Nov 24th, 2009, 04:08 PM
Security Setup command has disappeared?
Hi - I hope this isn't a dumb question, but when I type help from the roo shell, I no longer get security setup as a possible command. Has it been moved into a supplemental add-on, or has the correct security setup command changed since the blog post/wedding tutorial?
Nov 24th, 2009, 05:22 PM
I just ran "script wedding.roo" and it worked. The script includes the "security setup" command. As such I suspect the problem is probably you haven't yet created a web project, or are not yet at that point in the tutorial. The security command is not exposed unless it's presently available, and the availability is conditional on a web.xml existing (see SecurityOperations.isInstallSecurityAvailable() and ROO-342 for rationale).
Nov 24th, 2009, 05:42 PM
doh you are right!
Ben - how do you have time to code when people like me ask dumb questions ? I've been using the guide as a cheat sheet for, ironically enough, my own wedding application so that my friends can co-ordinate shuttle buses, flights, etc., from the points around the world. I did stuff out of order. Thanks!
Nov 25th, 2009, 05:04 PM
My wife asks me that all the time (excluding the "dumb questions" part) ;-)

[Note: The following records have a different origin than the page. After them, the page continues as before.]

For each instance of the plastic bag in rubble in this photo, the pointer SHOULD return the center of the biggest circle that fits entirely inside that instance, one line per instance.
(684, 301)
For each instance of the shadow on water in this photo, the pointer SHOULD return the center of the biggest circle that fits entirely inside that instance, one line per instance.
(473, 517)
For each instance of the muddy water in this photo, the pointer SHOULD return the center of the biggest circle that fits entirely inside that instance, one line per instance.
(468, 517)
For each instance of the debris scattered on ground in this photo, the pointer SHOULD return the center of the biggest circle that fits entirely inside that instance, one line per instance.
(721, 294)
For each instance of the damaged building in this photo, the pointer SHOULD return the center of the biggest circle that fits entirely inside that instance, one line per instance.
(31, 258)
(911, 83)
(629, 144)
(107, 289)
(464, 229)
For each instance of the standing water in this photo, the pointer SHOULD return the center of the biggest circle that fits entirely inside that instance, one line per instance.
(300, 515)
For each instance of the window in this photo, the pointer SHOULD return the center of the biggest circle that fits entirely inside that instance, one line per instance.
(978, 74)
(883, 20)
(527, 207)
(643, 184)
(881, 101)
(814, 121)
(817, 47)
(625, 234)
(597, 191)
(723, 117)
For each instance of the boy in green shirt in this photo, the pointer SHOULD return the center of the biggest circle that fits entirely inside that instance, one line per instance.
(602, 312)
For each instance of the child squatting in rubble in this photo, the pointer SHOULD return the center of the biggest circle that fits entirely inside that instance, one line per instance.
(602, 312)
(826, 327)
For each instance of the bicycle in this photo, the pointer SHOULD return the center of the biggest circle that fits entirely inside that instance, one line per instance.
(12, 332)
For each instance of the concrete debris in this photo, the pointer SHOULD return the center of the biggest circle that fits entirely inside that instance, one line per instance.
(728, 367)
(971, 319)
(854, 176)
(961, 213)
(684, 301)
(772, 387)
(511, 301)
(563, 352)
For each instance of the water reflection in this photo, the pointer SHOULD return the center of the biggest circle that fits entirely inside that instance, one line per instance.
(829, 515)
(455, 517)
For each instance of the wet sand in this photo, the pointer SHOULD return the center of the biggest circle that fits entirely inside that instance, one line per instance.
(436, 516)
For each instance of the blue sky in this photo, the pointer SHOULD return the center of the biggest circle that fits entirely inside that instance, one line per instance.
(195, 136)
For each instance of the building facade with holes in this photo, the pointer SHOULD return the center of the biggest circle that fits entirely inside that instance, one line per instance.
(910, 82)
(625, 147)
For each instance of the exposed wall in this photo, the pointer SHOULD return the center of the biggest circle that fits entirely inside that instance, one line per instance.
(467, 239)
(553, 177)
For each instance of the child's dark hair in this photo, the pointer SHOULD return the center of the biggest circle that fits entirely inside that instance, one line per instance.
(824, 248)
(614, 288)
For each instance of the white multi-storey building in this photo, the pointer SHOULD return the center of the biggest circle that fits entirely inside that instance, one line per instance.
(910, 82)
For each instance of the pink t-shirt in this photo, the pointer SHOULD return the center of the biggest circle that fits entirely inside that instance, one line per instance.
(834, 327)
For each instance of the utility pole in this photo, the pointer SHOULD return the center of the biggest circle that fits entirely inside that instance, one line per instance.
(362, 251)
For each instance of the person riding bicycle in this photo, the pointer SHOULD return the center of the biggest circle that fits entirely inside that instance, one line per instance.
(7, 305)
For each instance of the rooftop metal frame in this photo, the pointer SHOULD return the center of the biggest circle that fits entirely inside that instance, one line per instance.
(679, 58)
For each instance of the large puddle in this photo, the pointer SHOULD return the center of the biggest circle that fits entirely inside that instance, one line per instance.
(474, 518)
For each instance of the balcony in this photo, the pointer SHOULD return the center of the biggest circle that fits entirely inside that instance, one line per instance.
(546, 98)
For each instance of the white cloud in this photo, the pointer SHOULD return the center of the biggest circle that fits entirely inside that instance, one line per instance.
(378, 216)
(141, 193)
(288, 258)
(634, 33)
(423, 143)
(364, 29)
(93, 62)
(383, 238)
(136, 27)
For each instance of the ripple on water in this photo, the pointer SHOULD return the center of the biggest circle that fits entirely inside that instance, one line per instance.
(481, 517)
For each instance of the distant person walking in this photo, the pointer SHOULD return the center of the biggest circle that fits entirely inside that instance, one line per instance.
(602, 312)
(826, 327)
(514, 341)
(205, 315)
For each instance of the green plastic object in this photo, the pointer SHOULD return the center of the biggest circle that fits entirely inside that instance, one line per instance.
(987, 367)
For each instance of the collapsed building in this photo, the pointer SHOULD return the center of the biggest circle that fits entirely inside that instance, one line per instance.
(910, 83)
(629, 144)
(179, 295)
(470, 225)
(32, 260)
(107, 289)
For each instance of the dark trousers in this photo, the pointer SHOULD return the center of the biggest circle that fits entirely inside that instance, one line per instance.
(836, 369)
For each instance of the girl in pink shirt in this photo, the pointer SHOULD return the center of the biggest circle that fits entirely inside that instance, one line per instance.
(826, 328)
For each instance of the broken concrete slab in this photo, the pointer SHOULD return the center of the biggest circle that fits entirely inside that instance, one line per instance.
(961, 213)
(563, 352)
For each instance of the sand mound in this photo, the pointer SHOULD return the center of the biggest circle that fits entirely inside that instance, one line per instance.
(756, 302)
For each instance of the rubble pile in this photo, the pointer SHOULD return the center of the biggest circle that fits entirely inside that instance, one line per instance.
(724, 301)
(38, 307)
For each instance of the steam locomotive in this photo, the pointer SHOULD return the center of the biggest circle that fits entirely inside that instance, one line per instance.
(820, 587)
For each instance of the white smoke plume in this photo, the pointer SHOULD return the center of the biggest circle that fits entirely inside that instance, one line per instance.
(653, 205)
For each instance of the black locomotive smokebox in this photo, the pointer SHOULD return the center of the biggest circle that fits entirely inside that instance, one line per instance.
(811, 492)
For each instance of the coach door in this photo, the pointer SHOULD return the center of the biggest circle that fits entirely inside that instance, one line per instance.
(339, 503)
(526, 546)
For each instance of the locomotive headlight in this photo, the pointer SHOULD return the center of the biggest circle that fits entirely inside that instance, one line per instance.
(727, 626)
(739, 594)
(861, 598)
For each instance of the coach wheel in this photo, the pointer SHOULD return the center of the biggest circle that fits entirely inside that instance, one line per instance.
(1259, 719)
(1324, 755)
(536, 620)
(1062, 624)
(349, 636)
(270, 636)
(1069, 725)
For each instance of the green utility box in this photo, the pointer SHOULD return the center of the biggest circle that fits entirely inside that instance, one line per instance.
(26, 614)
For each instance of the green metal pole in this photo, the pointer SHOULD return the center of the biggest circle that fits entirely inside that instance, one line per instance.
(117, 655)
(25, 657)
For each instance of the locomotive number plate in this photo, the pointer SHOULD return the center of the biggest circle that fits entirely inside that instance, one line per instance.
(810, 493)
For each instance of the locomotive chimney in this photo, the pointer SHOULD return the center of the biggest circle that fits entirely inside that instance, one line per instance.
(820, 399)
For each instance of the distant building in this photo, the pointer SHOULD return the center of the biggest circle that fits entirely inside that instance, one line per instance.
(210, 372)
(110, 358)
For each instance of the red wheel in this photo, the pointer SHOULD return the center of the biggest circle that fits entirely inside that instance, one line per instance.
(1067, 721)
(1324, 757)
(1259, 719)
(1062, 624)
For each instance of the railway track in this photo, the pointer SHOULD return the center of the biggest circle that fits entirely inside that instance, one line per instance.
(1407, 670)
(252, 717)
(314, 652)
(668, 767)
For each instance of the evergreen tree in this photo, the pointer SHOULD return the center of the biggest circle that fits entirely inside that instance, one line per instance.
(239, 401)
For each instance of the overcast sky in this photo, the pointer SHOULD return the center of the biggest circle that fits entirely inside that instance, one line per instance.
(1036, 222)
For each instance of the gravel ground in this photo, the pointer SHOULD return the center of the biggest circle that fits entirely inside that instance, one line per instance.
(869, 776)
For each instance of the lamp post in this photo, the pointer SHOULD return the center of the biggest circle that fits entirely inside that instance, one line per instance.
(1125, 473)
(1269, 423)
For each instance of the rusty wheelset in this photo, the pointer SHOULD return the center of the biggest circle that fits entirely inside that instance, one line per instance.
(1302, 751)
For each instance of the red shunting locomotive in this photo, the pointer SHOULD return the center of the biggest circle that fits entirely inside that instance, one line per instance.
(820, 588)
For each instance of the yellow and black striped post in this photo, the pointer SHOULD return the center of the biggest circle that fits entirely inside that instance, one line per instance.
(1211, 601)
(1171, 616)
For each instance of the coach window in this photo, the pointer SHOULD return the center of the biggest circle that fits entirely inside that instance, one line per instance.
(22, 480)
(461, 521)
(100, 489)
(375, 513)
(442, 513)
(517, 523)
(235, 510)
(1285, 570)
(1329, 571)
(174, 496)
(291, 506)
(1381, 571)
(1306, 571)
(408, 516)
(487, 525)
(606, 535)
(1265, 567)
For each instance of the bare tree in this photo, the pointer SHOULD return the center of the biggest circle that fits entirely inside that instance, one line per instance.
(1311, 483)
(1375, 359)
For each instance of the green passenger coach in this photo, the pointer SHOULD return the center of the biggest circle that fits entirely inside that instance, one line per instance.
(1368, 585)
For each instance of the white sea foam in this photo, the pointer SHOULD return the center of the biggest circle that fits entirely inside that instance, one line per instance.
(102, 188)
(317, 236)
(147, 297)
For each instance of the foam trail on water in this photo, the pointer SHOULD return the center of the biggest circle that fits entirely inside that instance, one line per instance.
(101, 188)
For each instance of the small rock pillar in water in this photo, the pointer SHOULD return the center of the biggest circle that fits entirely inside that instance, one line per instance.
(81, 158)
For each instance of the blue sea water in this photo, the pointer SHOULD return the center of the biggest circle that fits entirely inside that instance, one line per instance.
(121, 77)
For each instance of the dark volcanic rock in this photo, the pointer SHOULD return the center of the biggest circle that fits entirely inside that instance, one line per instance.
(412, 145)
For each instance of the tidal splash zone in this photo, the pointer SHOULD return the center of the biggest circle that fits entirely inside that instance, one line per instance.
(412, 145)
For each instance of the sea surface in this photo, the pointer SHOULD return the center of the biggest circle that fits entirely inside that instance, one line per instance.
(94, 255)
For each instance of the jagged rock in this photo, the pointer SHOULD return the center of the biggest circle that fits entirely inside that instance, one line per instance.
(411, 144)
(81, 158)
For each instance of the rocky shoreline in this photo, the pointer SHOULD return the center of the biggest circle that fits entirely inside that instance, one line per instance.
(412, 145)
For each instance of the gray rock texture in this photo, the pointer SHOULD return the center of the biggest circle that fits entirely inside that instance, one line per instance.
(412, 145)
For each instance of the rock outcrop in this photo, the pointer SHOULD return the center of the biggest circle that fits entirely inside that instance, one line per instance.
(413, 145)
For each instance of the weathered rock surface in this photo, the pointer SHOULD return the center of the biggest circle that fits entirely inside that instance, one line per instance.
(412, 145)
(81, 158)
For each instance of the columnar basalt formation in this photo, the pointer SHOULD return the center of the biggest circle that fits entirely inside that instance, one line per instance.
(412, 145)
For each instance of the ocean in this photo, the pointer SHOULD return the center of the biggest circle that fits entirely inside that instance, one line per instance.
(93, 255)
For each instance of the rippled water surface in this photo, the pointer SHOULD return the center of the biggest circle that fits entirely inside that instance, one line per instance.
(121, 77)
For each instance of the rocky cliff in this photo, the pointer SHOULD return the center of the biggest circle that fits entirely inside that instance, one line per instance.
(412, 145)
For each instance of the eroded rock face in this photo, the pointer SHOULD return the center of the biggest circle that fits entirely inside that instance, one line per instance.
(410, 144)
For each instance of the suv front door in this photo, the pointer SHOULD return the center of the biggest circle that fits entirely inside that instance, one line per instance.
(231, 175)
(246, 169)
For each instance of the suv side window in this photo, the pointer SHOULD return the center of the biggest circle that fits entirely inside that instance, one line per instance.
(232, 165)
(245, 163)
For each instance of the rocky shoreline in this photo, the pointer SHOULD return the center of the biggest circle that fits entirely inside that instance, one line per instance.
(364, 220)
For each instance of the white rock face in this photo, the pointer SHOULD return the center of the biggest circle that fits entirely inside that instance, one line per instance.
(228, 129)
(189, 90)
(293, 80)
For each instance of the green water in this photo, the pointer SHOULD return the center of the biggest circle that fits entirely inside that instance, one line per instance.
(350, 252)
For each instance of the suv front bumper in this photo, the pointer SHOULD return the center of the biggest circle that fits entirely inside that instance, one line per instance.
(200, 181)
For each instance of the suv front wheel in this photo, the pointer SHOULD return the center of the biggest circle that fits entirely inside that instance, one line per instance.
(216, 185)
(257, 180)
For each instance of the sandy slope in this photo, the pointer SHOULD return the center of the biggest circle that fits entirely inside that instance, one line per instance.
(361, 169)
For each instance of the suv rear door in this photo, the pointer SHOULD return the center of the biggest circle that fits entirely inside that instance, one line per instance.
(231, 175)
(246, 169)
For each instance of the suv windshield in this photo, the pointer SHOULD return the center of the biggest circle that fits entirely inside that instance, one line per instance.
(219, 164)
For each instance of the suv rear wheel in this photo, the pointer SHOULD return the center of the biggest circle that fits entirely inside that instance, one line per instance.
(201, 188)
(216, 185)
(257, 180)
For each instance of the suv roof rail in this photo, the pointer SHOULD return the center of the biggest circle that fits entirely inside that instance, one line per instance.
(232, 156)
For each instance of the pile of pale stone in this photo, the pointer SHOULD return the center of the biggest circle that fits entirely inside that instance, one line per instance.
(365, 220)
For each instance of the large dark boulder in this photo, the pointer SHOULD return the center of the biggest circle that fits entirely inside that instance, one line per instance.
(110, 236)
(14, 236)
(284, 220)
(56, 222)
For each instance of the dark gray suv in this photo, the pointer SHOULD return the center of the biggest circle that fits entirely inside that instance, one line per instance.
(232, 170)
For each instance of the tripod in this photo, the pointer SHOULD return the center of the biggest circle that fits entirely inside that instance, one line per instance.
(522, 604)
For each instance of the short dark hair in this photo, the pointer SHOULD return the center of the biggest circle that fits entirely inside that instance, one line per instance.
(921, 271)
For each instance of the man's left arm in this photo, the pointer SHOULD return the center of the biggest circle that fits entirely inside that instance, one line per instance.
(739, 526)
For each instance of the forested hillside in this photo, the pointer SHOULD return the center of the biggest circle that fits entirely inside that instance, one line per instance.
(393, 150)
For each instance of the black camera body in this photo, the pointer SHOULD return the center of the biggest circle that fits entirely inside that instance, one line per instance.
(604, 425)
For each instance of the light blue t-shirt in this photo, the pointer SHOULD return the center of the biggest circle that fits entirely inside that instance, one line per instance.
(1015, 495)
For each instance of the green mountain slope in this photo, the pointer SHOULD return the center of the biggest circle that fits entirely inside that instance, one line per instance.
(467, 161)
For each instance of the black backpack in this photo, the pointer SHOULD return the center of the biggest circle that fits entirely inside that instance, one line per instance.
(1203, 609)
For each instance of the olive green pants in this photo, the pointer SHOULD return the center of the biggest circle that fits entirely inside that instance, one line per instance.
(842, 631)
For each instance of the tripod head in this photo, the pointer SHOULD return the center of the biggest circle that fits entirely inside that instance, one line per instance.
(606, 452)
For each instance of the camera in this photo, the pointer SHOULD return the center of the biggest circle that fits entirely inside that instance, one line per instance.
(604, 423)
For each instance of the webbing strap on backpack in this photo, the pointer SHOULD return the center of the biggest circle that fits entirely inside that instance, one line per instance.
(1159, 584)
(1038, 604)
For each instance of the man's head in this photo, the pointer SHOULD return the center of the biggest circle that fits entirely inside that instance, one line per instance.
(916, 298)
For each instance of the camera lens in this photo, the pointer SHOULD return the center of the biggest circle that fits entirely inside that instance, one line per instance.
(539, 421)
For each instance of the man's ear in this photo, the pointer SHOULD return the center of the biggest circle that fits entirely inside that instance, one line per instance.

Originally Posted by Steve Shapero
Nah, seriously, supporting the community is absolutely essential if you want a successful open source project. Doing this is actually more important than writing new features. About the only thing more important than supporting early adopters is instantly fixing any bugs they log. That gets you to the point where what you have works well and people trying to use it are able to. It also helps you figure out what actually matters in terms of the next features to build and when releases make sense. What doesn't work is just coding away building thousands of features and nobody can use them and you never get any feedback or bug reports for what is already out there.
Nov 25th, 2009, 06:08 PM
You know Ben that is why I feel so comfortable doing all my new projects on Roo, because of the support that is available. Well the other reason is that I've invested so much time in developing expertise in Hibernate and JPA, and I generally prefer working with frameworks that are easy to understand and where I can touch the code as opposed to magic and conventions. Too many developers seem to feel that publishing a tool or API is an IQ test for other developers, and if you're not clever enough to get it on your own or read the source code to figure it out, then you aren't worthy of using it in the first place. Or more likely, I think many tools arise out of desperation and people are just trying to get their jobs done, so it's amazing you're working in a context where you're able to cultivate a supportive community and aren't deluged with project deliverables that prevent you from being able to maximize the value of the investment of time and energy you've made into your tool. I just think Roo is the coolest thing to come along since Hibernate itself as far as the value it offers and the ease with which it saves me time.